Since the UK left the EU Customs Union in 2020, there have been many changes to UK customs procedures. A number of arrangements for trading with the EU are still in transition and are not yet aligned with the procedures for trading with the rest of the world.
Special arrangements have been agreed between the UK and the EU for the island of Ireland and there are no border controls in place between Northern Ireland and Eire. Northern Ireland (NI) is in the UK customs territory but has remained aligned with EU trade regulations. This means that there are special arrangements for moving goods from GB into NI as a declaration must be made and duties may be payable if the goods are at risk of entering the EU. At present, these arrangements only apply to freight movements into NI but, under the Windsor Framework, new procedures will come into effect in 2025 and parcels will need to be declared when they move from GB to NI.

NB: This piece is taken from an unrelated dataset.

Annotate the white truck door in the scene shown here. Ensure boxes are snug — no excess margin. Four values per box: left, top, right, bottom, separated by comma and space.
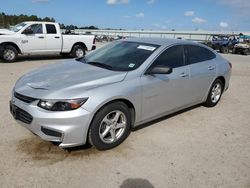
21, 24, 45, 53
45, 24, 62, 52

The UK Global Tariff fixes duty rates between zero and 17% on most goods although higher rates of duty often apply to agricultural goods. These tariffs apply to imports from all countries except where preferential tariffs are agreed as part of a Free Trade Agreement.
Imports require a 10 digit tariff code and an 8 digit code is used for exports. The UK codes are still aligned to the EU commodity codes.
Imports will still require a 10 digit tariff code and an 8 digit code will be used for exports.
The UK has entered into many free trade agreements, the most significant one being the EU-UK Trade and Co-operation Agreement (TCA). Under a free trade agreement, goods that originate in one country (or group of countries) can be imported into the other contracting country (or countries) at preferential (often zero) tariffs. The details of when and how a product is deemed to originate in a country is contained within the agreement. The trade agreement will also set out the arrangements for evidencing that the goods originate in a county. As the arrangements vary from one agreement to another, traders should ensure that they are aware of the correct rules for claiming a preferential rate of duty from a specific country.
All UK import and export declarations are submitted to HMRC through the Customs Declaration Service (CDS). Even traders that use a customs agent to complete declarations on their behalf must sign up to CDS through the UK Government portal. In CDS, a trader can see details of any cash account or deferment account that he has with HMRC, he can retrieve his monthly Postponed VAT statements and, we believe in 2025, will be able to see details of the customs declarations that have been made to HMRC in his name (EORI).
The UK has a system of Postponed Import VAT Accounting (PIVA), whereby registered VAT traders can simply account for import VAT in their periodic returns rather than actually paying the tax at import. It applies to imports from all countries.
There is no pre-approval system for PIVA but traders must register on the HMRC CDS system to obtain their PIVA statements each month.
To recover import VAT paid, the goods must belong to the importer, and evidence of VAT paid or postponed must be held.
Low value consignment relief no longer applies and all goods are subject to import VAT, whatever their value.
Importers may wish to have a duty deferment account (DDA) with HMRC to delay the payment of any duty to HMRC until the middle of the month following importation (it can be used for import VAT and excise duty too). Provided a business is solvent and has no serious non-compliance issues, it may apply to have DDA of up to £10,000 a month without a financial guarantee. Traders that require a larger monthly deferment account limit will still need a financial guarantee for part or all of their deferment facility unless they are an Approved Economic Operator or can evidence to HMRC that they meet AEO standards.